Poll causes shock wave

Local rancher Tom Towers, a staunch supporter of Premier Ed Stelmach says he was surprised to learn that the Wildrose Alliance has galloped to the lead in popularity among Albertans.

Local rancher Tom Towers, a staunch supporter of Premier Ed Stelmach says he was surprised to learn that the Wildrose Alliance has galloped to the lead in popularity among Albertans.

Angus Reid released results of a poll placing the Wildrose Alliance and its leader Danielle Smith well ahead of other provincial political parties including the Progressive Conservatives on Thursday.

Across the province, 39 per cent of people polled said they would support Smith and the Wildrose Alliance, with the Tories and Liberals drawing even at 25 per cent each and the New Democrats in the rear at nine per cent.

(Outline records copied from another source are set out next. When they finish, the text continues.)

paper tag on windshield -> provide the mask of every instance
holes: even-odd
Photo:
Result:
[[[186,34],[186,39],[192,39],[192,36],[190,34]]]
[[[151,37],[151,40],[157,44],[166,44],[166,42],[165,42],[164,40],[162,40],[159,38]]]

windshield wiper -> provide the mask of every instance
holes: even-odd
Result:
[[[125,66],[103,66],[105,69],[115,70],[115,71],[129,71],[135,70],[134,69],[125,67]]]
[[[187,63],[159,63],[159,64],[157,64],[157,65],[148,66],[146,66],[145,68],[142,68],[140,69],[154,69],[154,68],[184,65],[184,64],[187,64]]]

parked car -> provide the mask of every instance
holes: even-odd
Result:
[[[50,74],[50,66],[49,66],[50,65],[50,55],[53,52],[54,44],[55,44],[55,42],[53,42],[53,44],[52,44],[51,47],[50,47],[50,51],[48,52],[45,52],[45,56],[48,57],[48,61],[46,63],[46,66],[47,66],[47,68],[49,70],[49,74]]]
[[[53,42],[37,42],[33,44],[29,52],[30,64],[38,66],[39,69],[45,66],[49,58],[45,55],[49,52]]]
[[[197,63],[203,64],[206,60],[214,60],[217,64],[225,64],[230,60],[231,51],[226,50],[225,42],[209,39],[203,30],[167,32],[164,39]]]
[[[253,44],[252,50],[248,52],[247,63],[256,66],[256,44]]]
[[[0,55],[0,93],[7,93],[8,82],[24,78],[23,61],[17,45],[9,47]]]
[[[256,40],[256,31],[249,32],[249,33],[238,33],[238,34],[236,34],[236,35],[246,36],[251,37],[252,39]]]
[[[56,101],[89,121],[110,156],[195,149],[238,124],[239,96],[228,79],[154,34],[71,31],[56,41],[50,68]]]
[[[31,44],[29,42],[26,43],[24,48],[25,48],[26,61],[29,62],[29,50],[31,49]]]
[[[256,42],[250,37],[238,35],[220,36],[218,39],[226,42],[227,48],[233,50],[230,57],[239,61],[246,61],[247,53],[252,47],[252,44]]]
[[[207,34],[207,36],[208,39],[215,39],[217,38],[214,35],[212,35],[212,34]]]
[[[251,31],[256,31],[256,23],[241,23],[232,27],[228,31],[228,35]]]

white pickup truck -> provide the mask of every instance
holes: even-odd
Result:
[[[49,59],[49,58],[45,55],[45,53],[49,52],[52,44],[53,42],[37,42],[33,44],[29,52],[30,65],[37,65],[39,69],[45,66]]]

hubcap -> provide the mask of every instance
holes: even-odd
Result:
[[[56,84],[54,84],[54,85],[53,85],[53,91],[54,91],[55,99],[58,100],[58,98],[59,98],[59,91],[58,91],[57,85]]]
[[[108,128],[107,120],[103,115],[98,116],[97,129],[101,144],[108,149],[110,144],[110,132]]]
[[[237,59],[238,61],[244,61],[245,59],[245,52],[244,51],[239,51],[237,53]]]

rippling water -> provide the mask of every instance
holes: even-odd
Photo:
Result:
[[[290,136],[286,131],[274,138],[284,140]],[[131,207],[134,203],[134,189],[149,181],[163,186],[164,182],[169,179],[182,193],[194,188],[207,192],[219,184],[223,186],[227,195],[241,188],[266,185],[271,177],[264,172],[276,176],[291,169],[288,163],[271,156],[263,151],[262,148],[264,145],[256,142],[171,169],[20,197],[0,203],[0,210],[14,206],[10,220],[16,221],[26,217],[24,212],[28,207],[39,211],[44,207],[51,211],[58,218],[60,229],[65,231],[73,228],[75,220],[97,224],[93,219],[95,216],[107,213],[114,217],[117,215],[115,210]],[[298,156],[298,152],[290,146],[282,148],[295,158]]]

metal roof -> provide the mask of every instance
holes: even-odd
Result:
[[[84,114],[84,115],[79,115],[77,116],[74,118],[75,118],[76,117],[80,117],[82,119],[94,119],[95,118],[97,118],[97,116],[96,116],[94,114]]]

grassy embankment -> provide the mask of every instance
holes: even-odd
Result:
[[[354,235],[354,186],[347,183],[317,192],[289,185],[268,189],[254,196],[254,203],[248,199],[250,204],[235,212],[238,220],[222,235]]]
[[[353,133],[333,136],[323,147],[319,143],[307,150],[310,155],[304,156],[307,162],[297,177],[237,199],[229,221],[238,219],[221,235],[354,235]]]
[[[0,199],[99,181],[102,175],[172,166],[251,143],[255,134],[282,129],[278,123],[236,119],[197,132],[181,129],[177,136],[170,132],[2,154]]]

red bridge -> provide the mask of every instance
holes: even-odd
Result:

While she and her party lead in all areas of the province, Smith has latched onto a number of strongholds, including Southern Alberta, among voters over 51 years and voters earning more than $50,000 per year.

Towers speculated that bad timing combined with acting on bad advice may have been among the factors leading to the premier’s loss of popularity since he was elected.

“Like they say, the success of a rain dance is all timing. It’s just that he was dancing and the doggone sun was shining. He inherited a bad deal. People are blaming him for everything that has gone south.”

Towers said Stelmach and his government have created some programs that will pay off and, once the economy turns around, that may paint a different picture for people.

Mary Anne Jablonski, MLA for Red Deer North and minister for Seniors and Community Supports, said she takes the poll very seriously.

The Conservative government has taken a number of steps to help Albertans deal with a weak economy and those results will start to show, said Jablonski.

But right now, people are focused on things that have gone wrong, including administration of H1N1 vaccines and the opposition mounted against Bill 50, which targets construction of new electrical power lines.

“Bill 50 . . . is very necessary and it will allow public input when it comes time to build those lines. With these -30 and -40 temperatures coming, we’re getting close to the line of not having enough electricity.”

Jablonski said “we may have panicked” as the H1N1 virus emerged. However, about one million people have now been vaccinated and the government is still encouraging everyone else to get their shots.

“I think the poll makes me take a step back and, at the same time, I know I’m working very hard on behalf of my constituents and all Albertans and know that it’s a difficult time for all governments across the country,” said Jablonski.

“I honestly believe that we can (regain public trust). I’ve worked very hard to recognize the vulnerable in our society. I am confident that we will have some positive outcomes. But at the same time, we need to be concerned about what the polls have told us, recognizing that that is a snapshot in time.”